All my friends’ granddads were what they considered to be ‘normal’ – they wore cardigans, listened to Sinatra, played chess, watched Andrew Marr’s Sunday morning politics show. My Granddad wasn’t like that. He wore a fez, listened to Irish music, pissed himself laughing at Mrs Browns Boys and offered you a can of beer at 10 in the morning. I loved that about him, that he was different. Sure, he might have been a bit too drunk and smoked far too many cigarettes, but he had a heart of gold and a sense of humour that would kill the Queen. Not to mention incredible blue eyes and a beard one could only aspire to have. If anyone had the pleasure of making him a cup of tea, you’d know he liked two tea bags and two sugars, and if he didn’t like it, he would just send you back to make it again.
If I had a glass of whiskey for every time someone said something nice about my Granddad I’d be joining him in that casket. I asked a few people to sum up their opinion of him in one or two sentences, and these are just some of my favourites:
“A heart of gold who welcomed everyone into his home and treated you like one of his own. With an Irish accent and a passion for drinking, you knew you were always looked after in his presence.”
“Fran was the best. He was a lovely cook with his Irish coddle, and everyone who called in to see him had a dish full”

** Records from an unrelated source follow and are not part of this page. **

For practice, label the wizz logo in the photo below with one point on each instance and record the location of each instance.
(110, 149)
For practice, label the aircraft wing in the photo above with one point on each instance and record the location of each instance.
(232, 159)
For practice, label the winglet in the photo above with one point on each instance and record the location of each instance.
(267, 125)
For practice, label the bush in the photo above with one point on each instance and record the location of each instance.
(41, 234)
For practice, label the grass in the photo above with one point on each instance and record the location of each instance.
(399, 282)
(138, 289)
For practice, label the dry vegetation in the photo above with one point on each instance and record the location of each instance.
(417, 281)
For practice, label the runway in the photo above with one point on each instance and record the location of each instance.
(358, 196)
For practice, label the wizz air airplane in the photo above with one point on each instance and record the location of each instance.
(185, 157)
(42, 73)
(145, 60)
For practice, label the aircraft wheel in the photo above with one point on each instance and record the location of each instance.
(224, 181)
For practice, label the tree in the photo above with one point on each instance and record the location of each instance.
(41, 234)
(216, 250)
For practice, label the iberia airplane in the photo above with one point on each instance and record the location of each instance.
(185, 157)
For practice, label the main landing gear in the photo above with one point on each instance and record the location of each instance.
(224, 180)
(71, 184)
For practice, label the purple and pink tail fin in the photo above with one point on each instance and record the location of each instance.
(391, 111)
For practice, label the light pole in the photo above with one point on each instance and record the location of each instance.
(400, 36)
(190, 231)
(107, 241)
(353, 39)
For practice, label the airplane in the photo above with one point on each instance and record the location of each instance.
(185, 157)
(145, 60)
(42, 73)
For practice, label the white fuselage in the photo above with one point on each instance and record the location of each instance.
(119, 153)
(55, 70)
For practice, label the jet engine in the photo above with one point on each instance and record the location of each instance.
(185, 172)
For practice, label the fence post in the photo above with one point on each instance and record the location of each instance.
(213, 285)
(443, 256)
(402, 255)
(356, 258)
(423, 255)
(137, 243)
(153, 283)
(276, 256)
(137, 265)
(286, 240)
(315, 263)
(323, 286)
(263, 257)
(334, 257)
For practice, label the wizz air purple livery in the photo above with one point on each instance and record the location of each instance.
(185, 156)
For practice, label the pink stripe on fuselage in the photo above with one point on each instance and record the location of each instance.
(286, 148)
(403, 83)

“He made the nicest dinners. I remember when I stayed there when I was younger and he always took great pride in making the creamiest, tastiest mash. It’s gas what we remember. He was a character, always joking and laughing, and very laid back. He will be sadly missed”
“He didn’t just give you everything you wanted, Tom. More importantly he gave you all of his time.”
“A wild, hairy Irishman”
I was so humbled to hear these words, knowing just how much he meant to everyone and how highly people thought of him. That’s the way I’m going to remember him, and the way that I will describe him to my children and my children’s children. In fact, just a few days ago I found a poem which was perfect for remembering Granddad.
Feel no guilt in laughter, he’d know how much you care. Feel no sorrow in a smile that he is not here to share. You cannot grieve forever; he would not want you to. He’d hope that you could carry on the way you always do. So, talk about the good times and the way you showed you cared, The days you spent together, all the happiness you shared. Let memories surround you, a word someone may say Will suddenly recapture a time, an hour, a day, That brings him back as clearly as though he were still here, And fills you with the feeling that he is always near. For if you keep those moments, you will never be apart And he will live forever locked safely within your heart.
Francis Phillips was a unique character. He was kind, welcoming, hilarious, thoughtful, smart and fun. He gave us the laughter we needed and the smile we didn’t know we had. Thank you, Granddad.